Analysis of Syntactic Complexity in the Annotated Lithuanian Language Corpus by the Method of Dependency Distance Cover Image

Sintaksinio sudėtingumo analizė anotuotame lietuvių kalbos tekstyne priklausomybių nuotolio metodu
Analysis of Syntactic Complexity in the Annotated Lithuanian Language Corpus by the Method of Dependency Distance

Author(s): Vytautas Ožeraitis
Subject(s): Syntax, Language acquisition, Baltic Languages
Published by: Kauno Technologijos Universitetas
Keywords: syntactic complexity; textual linguistics; distance of syntactic dependence; Lithuanian language; textual annotation;

Summary/Abstract: Syntactic complexity is a feature common to all languages and is generally described as an assessment of the sophistication, elaborateness, length, and patterns of a sentence (or text) and its elements. In Lithuanian, syntactic complexity is not widely analyzed. Studies of syntactic complexity are problematic due to the unstable definition of the term and the abundance of different methods for calculating it. This article presents the study of syntactic complexity in the syntactically annotated Lithuanian corpus ALKSNIS, using the syntactic dependency distance method, which is based on the Dependency Locality theory. The article introduces the concept of syntactic complexity, presents the principles of its research, their relevance, and discusses the results of syntactic complexity in the corpus, advantages, and disadvantages of the chosen method.

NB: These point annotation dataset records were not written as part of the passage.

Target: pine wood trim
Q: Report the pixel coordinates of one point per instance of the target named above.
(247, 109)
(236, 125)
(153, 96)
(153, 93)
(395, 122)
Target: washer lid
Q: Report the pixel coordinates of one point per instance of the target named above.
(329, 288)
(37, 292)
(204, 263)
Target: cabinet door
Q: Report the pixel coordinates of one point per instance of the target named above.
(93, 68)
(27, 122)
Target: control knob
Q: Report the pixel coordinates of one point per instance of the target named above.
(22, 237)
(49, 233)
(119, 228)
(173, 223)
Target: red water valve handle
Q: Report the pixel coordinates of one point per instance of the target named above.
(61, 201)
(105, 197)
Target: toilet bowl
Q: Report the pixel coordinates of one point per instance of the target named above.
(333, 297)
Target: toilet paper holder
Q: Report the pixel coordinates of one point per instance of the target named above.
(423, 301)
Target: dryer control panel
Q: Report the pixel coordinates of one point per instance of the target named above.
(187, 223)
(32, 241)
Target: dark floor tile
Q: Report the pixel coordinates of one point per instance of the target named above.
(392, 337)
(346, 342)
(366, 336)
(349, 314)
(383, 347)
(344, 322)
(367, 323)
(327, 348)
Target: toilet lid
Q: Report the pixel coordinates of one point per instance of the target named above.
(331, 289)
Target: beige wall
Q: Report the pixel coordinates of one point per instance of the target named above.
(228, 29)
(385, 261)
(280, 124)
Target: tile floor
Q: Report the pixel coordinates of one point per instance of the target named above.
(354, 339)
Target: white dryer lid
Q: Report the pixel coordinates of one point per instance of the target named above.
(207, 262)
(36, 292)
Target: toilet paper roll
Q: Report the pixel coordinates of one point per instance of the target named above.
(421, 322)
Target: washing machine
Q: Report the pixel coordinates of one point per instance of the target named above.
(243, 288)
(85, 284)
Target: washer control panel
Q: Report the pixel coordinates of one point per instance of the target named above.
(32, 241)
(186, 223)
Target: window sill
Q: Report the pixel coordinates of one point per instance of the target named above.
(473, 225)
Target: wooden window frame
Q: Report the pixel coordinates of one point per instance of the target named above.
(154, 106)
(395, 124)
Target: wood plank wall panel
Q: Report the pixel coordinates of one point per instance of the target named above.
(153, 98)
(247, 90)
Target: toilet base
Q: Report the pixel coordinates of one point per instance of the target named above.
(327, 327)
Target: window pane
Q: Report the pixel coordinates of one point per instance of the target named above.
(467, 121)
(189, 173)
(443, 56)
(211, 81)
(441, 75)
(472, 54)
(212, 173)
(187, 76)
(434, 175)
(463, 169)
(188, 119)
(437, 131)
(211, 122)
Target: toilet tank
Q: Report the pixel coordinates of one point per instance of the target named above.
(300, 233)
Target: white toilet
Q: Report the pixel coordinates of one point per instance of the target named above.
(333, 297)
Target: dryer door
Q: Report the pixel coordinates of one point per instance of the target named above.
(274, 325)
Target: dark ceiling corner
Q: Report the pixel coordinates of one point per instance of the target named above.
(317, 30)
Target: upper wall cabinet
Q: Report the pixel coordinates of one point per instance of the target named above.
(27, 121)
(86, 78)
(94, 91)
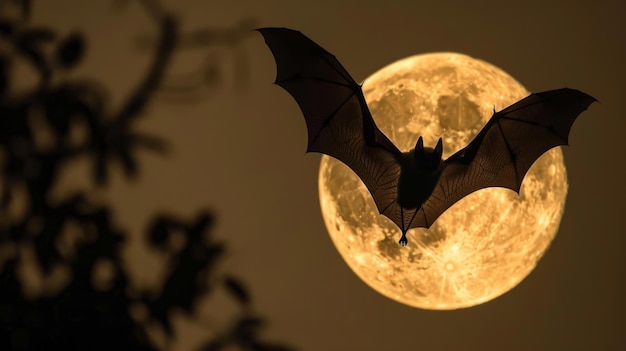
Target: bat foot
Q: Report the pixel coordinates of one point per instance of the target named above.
(403, 241)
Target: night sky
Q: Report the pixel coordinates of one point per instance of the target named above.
(240, 152)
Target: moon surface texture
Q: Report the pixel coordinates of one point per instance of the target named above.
(485, 244)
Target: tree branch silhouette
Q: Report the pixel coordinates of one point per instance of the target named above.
(63, 284)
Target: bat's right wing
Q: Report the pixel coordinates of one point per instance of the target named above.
(338, 121)
(504, 150)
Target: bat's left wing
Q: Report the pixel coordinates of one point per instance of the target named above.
(503, 151)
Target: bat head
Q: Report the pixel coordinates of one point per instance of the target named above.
(426, 158)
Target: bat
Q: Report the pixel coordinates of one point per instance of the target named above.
(414, 188)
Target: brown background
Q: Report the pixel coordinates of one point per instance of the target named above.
(241, 153)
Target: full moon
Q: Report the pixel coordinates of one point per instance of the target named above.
(485, 244)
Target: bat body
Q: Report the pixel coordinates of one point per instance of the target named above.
(414, 188)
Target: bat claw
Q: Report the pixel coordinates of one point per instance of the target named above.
(403, 241)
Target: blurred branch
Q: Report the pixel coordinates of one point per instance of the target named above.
(63, 282)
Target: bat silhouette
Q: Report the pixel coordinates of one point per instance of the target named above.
(414, 188)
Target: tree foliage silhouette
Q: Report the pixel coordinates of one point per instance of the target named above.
(63, 284)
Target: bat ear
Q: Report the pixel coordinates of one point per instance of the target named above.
(439, 149)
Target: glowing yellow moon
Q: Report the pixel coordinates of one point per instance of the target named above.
(485, 244)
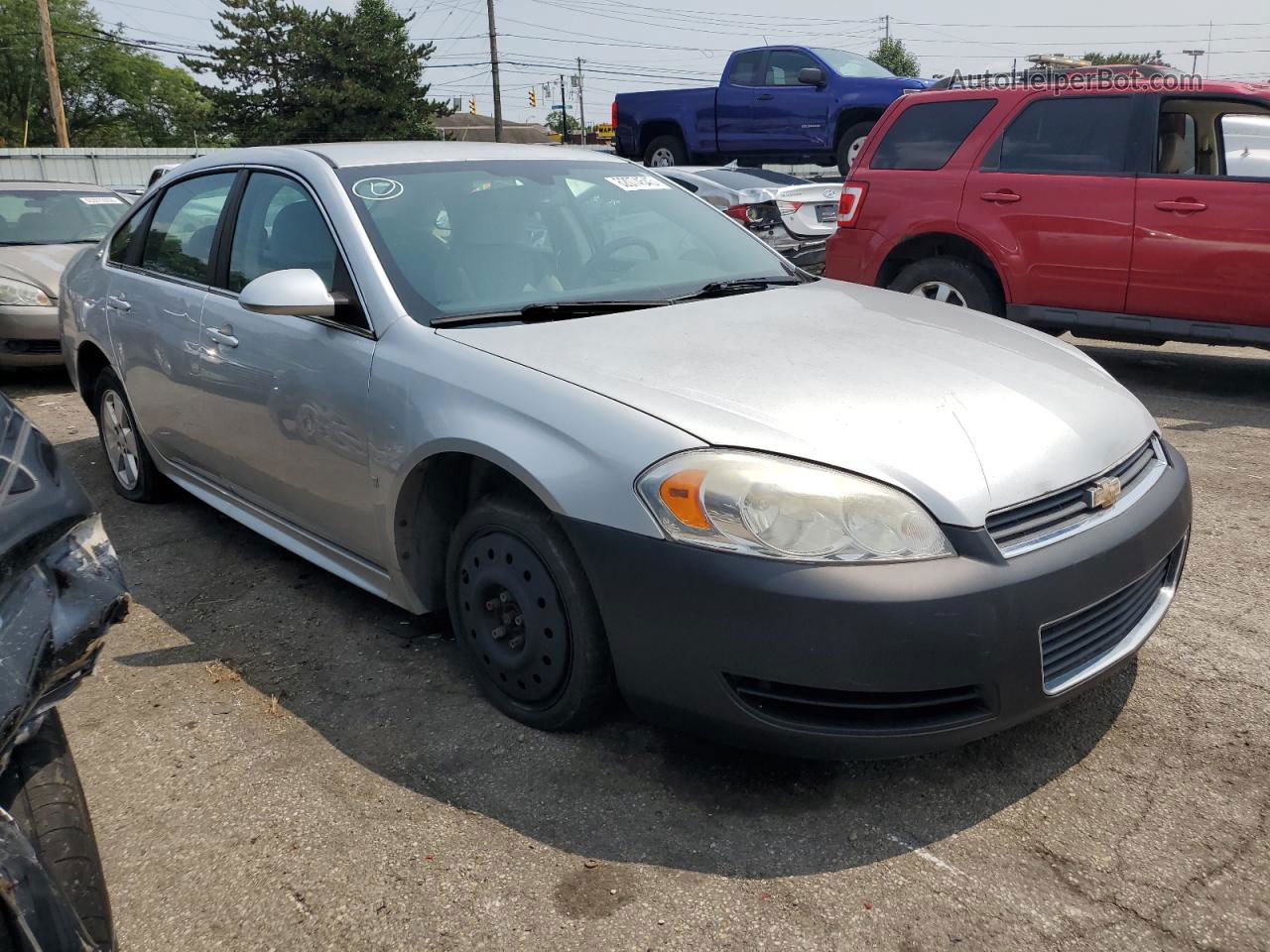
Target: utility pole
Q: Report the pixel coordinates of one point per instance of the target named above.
(493, 63)
(581, 105)
(564, 114)
(55, 87)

This study aims to supplement the field of the syntactic complexity analysis of the Lithuanian language. For the analysis of syntactic complexity, two measures are used: the mean dependency distance and the modified mean dependency distance. The study analyzes corpus data, determines the syntactic complexity of individual sentences and texts. A detailed analysis reveals both the shortcomings of the methods used and their dependence on an accurate and consistent annotation scheme. Analyzing the data, the need to include linkages between sentences into syntactic complexity formulas becomes apparent. The position of the sentence vertex included in the modified mean dependence distance formula has been found to potentially distort the results, hence the study calls for further refinement of the formula. The boundaries of the complexity of sentences and texts identified in the present study are indicative, hence further qualitative analysis and experiments are needed to define them with greater precision.

  • Issue Year: 2021
  • Issue No: 39
  • Page Range: 93-110
  • Page Count: 18
  • Language: Lithuanian